5. The apparatus for detecting an electronic device testing socket according to claim 1, wherein the detecting circuit board comprises:

a control unit, for controlling an overall operation of the detecting circuit board;

a measuring unit, electrically connected to the control unit, for measuring a resistance of each pin unit, and sending the resistance of each pin unit back to the control unit;

a comparing unit, electrically connected to the control unit, for comparing the resistance of each pin unit measured by the measuring unit with a reference resistance, and sending a comparison result back to the control unit;

a display unit, electrically connected to the control unit, for displaying a conducting status of each pin unit and the comparison result; and

a power unit, electrically connected to the control unit, for supplying a power required by the detecting circuit board in operation.

6. The apparatus for detecting an electronic device testing socket according to claim 5, wherein the display unit further comprises a display screen disposed on the testing base, for displaying the resistance of a selected one of the pin units.

7. The apparatus for detecting an electronic device testing socket according to claim 1, wherein the status of each pin unit of the electronic device testing socket to be detected comprises whether the S-shaped pins are co-planar or not and the resistance of each S-shaped pin.

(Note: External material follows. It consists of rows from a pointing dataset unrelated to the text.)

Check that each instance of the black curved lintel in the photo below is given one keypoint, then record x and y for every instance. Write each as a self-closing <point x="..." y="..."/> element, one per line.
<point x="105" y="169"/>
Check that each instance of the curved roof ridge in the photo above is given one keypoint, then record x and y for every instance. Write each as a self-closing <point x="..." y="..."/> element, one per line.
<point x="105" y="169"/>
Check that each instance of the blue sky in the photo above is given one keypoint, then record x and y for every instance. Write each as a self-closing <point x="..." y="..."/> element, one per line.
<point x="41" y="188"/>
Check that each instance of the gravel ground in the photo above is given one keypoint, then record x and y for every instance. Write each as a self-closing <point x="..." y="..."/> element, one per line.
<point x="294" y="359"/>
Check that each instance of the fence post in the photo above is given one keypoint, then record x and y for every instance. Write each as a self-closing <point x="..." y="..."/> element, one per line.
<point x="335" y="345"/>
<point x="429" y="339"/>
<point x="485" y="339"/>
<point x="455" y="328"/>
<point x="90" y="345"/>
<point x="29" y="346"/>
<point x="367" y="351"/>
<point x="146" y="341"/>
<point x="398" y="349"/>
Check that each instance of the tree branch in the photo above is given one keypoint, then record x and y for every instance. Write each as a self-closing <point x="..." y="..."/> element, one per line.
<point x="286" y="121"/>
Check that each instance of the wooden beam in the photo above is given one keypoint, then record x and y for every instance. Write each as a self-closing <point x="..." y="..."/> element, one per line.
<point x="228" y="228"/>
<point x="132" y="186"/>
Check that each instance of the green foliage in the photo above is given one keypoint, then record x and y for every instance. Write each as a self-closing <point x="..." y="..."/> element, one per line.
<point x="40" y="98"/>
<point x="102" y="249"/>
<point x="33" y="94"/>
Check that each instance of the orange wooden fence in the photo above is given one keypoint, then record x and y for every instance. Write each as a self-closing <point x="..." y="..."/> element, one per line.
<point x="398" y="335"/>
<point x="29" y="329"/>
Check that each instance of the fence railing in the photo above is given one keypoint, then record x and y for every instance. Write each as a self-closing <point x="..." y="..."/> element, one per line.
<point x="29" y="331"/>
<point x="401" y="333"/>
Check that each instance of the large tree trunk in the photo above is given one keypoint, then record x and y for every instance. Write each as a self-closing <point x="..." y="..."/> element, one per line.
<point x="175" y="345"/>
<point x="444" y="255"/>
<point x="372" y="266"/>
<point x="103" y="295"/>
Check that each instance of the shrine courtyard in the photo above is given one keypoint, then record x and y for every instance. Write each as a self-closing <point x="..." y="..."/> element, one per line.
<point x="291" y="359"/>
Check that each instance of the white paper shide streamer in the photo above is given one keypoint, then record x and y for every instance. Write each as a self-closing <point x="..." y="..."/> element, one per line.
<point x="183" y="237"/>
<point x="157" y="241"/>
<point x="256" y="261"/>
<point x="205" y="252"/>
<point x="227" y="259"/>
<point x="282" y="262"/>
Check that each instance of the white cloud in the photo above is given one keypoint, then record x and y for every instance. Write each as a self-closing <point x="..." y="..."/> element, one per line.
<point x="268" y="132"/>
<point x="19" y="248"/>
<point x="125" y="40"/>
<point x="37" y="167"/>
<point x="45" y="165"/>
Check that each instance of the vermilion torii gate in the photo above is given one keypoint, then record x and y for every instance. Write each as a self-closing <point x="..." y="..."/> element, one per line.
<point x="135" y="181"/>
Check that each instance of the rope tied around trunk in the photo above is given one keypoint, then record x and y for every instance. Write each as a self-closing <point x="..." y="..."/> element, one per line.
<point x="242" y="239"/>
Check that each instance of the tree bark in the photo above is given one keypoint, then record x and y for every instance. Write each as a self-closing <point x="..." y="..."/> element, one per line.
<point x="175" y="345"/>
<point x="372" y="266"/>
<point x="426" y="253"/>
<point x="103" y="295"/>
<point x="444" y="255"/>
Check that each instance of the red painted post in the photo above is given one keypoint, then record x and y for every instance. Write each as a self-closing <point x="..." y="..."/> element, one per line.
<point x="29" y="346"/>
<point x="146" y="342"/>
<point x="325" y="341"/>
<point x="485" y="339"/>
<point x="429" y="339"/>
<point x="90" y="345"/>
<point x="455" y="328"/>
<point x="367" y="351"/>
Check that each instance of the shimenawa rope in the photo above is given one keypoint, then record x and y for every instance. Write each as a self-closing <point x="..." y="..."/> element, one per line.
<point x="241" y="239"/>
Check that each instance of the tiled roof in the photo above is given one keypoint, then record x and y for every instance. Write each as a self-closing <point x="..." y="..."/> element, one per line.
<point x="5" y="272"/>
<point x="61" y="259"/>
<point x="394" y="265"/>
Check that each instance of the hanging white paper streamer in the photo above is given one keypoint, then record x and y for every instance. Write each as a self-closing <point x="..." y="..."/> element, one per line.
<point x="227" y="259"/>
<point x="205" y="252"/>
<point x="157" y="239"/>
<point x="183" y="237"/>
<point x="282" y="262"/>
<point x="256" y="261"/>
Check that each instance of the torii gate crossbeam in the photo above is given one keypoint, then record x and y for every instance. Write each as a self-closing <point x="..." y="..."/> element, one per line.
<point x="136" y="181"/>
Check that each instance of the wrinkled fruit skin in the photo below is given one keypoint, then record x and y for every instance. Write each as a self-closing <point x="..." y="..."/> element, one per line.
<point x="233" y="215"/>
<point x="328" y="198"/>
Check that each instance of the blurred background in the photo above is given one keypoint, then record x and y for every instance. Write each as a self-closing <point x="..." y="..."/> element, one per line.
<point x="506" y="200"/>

8. A method for detecting an electronic device testing socket, comprising:

providing the apparatus for detecting an electronic device testing socket according to claim 1 and an electronic device testing socket to be detected, wherein the electronic device testing socket comprises a plurality of pin units, and each of the pin units comprises an S-shaped pin and a pair of elastic rods accommodated within recesses thereof;

placing the electronic device testing socket on a carrying surface of the detecting circuit board; and

using a depth gauge to adjust a distance between a top surface of a conductive pressing block and the carrying surface, and when the conductive pressing block is pressed downward, using the detecting circuit board to detect a status of each pin unit of the electronic device testing socket to be detected.

9. The method for detecting an electronic device testing socket according to claim 8, wherein the status of each pin unit of the electronic device testing socket to be detected comprises whether the S-shaped pins are co-planar or not and a resistance of each S-shaped pin.